Надежда на суд произрастает, как представляется, из парадоксального сочетания причин. С одной стороны, люди стараются суда избегать, усматривая в суде наиболее нежелательный способ решения своих конфликтов, когда исчерпаны другие возможности. То есть суд – это вариант эскалации конфликта при отсутствии альтернатив его решения. С другой стороны, суд – это государственная власть, и какая бы она ни была, обычному человеку в России свойственно искать защиту у государства. Человек рассчитывает, что сильное государство разберется в его частной проблеме. При нежелательности обращения в суд, судебное вмешательство расценивается как авторитетный способ решить проблему.

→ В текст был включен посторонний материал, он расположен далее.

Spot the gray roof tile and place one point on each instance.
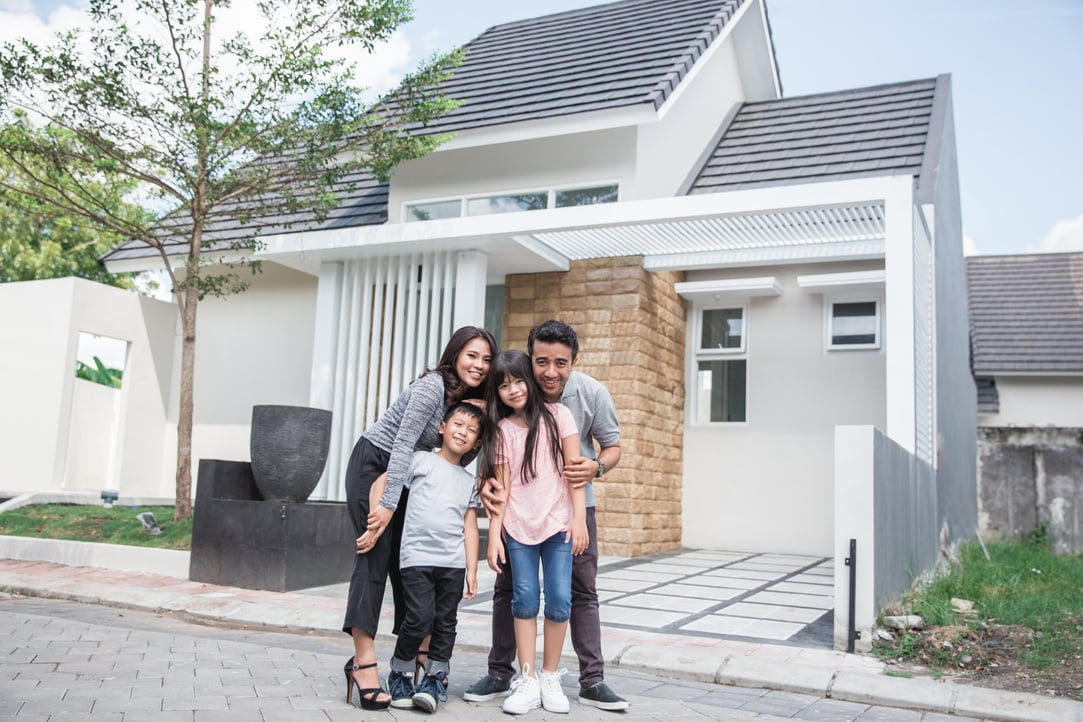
(870, 131)
(1026, 313)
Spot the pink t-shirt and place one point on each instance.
(543, 507)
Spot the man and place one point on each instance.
(553, 350)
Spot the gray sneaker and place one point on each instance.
(602, 697)
(487, 687)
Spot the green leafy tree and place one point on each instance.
(219, 133)
(40, 239)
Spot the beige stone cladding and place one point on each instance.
(630, 325)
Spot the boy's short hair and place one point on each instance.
(469, 409)
(553, 331)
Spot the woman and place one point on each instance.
(410, 423)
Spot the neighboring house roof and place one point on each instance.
(1026, 313)
(620, 54)
(852, 133)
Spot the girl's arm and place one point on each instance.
(496, 522)
(471, 539)
(577, 529)
(366, 540)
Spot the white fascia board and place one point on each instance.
(464, 231)
(706, 291)
(529, 130)
(858, 250)
(703, 61)
(833, 281)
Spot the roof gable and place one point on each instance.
(864, 132)
(1026, 313)
(621, 54)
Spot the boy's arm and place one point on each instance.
(471, 539)
(366, 540)
(577, 529)
(495, 553)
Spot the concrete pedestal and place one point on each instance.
(240, 540)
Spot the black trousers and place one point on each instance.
(370, 570)
(432, 605)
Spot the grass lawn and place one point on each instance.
(95, 523)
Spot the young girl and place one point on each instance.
(542, 519)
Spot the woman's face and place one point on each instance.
(473, 362)
(513, 393)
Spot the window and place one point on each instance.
(721, 367)
(433, 211)
(853, 325)
(511, 202)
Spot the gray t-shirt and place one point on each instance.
(595, 416)
(440, 494)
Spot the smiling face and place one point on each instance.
(552, 364)
(513, 393)
(460, 432)
(473, 363)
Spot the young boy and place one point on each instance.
(439, 554)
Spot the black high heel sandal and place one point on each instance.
(367, 696)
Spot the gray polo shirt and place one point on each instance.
(440, 494)
(595, 416)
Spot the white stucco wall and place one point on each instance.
(590, 157)
(1038, 401)
(767, 484)
(40, 324)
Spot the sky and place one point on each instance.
(1016, 67)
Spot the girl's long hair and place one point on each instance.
(517, 365)
(454, 389)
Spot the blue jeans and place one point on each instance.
(556, 558)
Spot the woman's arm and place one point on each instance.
(496, 523)
(577, 529)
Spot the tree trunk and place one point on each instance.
(183, 504)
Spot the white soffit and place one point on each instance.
(858, 280)
(707, 291)
(793, 228)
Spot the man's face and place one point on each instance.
(552, 365)
(460, 432)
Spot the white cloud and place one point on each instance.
(1064, 236)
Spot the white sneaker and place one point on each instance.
(552, 697)
(525, 694)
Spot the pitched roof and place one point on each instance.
(627, 53)
(1026, 313)
(869, 131)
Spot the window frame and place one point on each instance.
(700, 354)
(829, 322)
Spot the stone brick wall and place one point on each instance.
(630, 325)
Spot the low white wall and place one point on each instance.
(165, 562)
(886, 501)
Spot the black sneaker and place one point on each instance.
(430, 692)
(487, 687)
(401, 688)
(602, 697)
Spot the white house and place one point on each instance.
(748, 273)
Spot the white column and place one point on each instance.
(899, 316)
(471, 267)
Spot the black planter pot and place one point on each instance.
(289, 450)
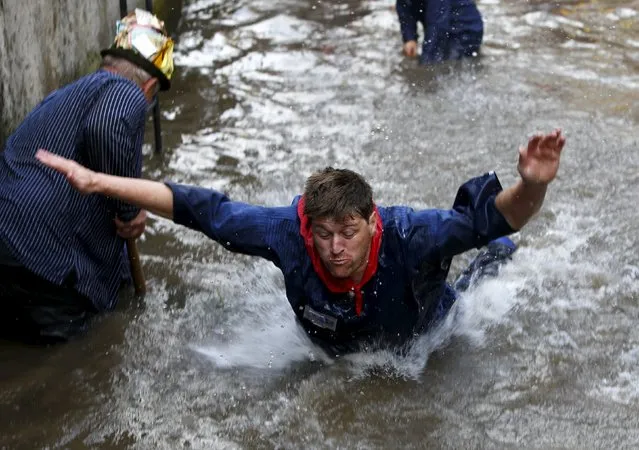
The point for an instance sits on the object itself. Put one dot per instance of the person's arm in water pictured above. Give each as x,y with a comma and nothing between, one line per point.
239,227
408,26
538,165
153,196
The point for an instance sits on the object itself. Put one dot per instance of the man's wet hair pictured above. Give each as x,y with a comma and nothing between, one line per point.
337,194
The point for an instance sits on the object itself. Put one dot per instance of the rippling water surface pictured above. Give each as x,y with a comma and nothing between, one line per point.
266,92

Уверенности таким ожиданиям придает публичность работы судов и личное участие человека в процессе. Это очень сильно отличает суд от других государственных органов – судебный процесс происходит открыто, при свидетелях, и человек рассчитывает на то, что вранье в публичном пространстве по меньшей мере затруднительнее, чем оно же во время разбирательства правоохранительных или других государственных органов, по общему правилу проводимое без участия человека и в закрытом ведомственном режиме - то есть таком, когда у человека практически нет возможности повлиять на то, как работают с его обращением.

Сказанное справедливо для обычных людей с их частными проблемами, которые не имеют опыта обращения в суд. Те же, кто с судами сталкивался, весьма критичны, но их критика конкретна и, как правило, направлена на обезличенный бюрократизм судебного процесса.

Идеализации судов основаны на идее, что суд – это институт достижения социальной справедливости, то место, где пытаются разобраться в проблеме. Но в реальности оказывается, что судебный процесс оперирует другим понятием справедливости. В судебной практике справедливость – это следование предписанным процедурам, которые основаны на законе и подкреплены документами. Разбирательство в суде, исследование доказательств по делу включает опрос свидетелей, но в большей мере,

суд работает не с реальностью и проблемой человека, а с тем, как она отображена в документах каждого дела. И это, как правило, быстро  опровергает иллюзии граждан, особенно - в ходе уголовных процессов.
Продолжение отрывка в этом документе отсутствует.